Lindsay Kincaide is an Orlando Florida mental health clinician and an HIV, LGBT advocate. She volunteered at the Center on Tuesday nights and the volunteers  became known as Team Tuesday. After work they would go to Karaoke night at Pulse.

She loved Pulse. A friend dealt poker at Pulse. Barbara Poma had named the club after her brother who passed away from aids, and she was always open to local agencies coming into the club to do fundraisers.

She started with front desk work at the Center but wanted to get involved as an HIV tester. She did the work to become a certified HIV tester in the state of Florida. She as also a case manager for low income people living with HIV, Aids. She was promoted to become the Center’s HIV program director. She built the program up adding Hep-C and STI testing and she expanded mental health services.

She vividly recalls June 11, the day before the Pulse tragedy. She was running a support group for partners of individuals how have come out as trans-gender. She was running that support group on Saturday mornings. It was a beautiful day. She felt great and went shopping at Publix for the weekend. The plan was to have mimosas on Sunday. She and her partner went to bed early that night, about 10pm. She considered the idea of going out, maybe to Southern Nights, but she was tired.

She woke up the next morning to the text messages, “Are you OK?” “Did you go to Pulse?” A text message at 2Am read, “Are you at Pulse?” from a friend. She assumed her friend wanted her to meet at Pulse. Then she got a text from a best friend in Atlanta. Then she sought out the news at about 8AM on social media. What the hell is going on? She jumped out of bed and woke her partner up, “There has been a shooting at Pulse.” She realized she had to go to the Center. That was her first instinct. Her partner was nervous, “What if they decide to go to the center and begin shooting?” At that point Lindsay didn’t care. She needed to be there. They both went.

They got coffee and immediately drove to the Center and they were some of the first to arrive. No one was prepared for this. The Center started putting information online via Facebook. People started to arrive. Water, Klenex, toilet paper, paper towels, coffee and food poured into the Center. They moved the TV to the front room so that the news could come in.

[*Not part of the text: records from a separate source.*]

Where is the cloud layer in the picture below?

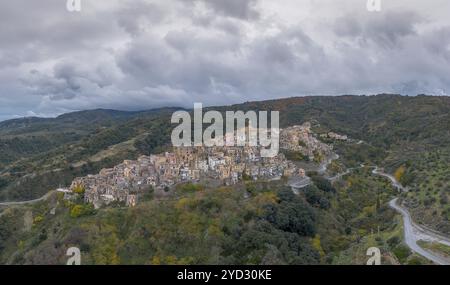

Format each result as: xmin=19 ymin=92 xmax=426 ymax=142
xmin=0 ymin=0 xmax=450 ymax=120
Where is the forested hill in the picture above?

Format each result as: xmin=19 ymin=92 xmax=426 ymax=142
xmin=0 ymin=95 xmax=450 ymax=200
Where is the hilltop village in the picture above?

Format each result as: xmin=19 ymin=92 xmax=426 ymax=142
xmin=66 ymin=123 xmax=331 ymax=208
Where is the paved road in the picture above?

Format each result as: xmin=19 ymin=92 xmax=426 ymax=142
xmin=389 ymin=198 xmax=450 ymax=265
xmin=0 ymin=191 xmax=53 ymax=206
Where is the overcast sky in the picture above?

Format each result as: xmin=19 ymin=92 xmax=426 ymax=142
xmin=0 ymin=0 xmax=450 ymax=120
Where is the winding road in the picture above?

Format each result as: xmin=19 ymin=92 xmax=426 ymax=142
xmin=389 ymin=198 xmax=450 ymax=265
xmin=372 ymin=166 xmax=450 ymax=265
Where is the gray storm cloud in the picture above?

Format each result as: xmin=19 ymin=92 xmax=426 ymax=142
xmin=0 ymin=0 xmax=450 ymax=120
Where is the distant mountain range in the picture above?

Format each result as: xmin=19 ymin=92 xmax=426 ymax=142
xmin=0 ymin=94 xmax=450 ymax=200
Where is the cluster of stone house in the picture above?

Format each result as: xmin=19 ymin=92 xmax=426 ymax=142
xmin=70 ymin=121 xmax=329 ymax=208
xmin=280 ymin=122 xmax=331 ymax=160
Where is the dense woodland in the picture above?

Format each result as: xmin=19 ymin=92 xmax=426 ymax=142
xmin=0 ymin=95 xmax=450 ymax=264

About mid-morning about 12 councilors went into the back and stated to figure out how to mobilize. They needed to be in the community. A clipboard was passed around but that wasn’t going to work. Someone suggested Google Docs to get organized. A spreadsheet was created. Lindsay began to sign people up, getting their contact information. The Zebra Coalition right across the street donated their crisis hotline. People were sent to the hotel across the street from ORMC where the families were hoping to hear news about their loved ones. They also needed an off site location. The Center was getting insanely crowded. That off site location became Christ’s Church on Robinson.

The Google Doc which she ran had contact information and then tabs for the different sites and different shifts. For the first day, Sunday, She tried to schedule people. It was too much for her to handle alone. She was there until 11Pm on Sunday. She decided to just put the spreadsheet out into the world, and let people sign up virtually. She added new tabs as needed. The document was editable. It went out on all the Facebook pages that counselors are a part of. Her phone blew up with call from all over the country. She was texting, e-mailing and calling out information to everyone to sign in on the Google Doc. She was up until 2AM. Over 700 people signed up. There were about 1000 interactions between June 12 and July 4th.

By Monday they were going to the LGBT clubs, Parliament House, Southern Nights, Savoy, Stonewall, because that is where the community gathers when they need support. That is our safe space. Councilors were at the clubs until midnight. The mental health community wrapped their arm around the LGBT community and said, we are here. They provided support and connected people to counseling. Two Spirit began offering services for free and the Center got their counseling mobilized. Another Google Doc was created where she asked all who had signed up, what they were willing to offer the community. That document went to what became the United Orlando Assistance Center and to the Center as a counseling resource guide.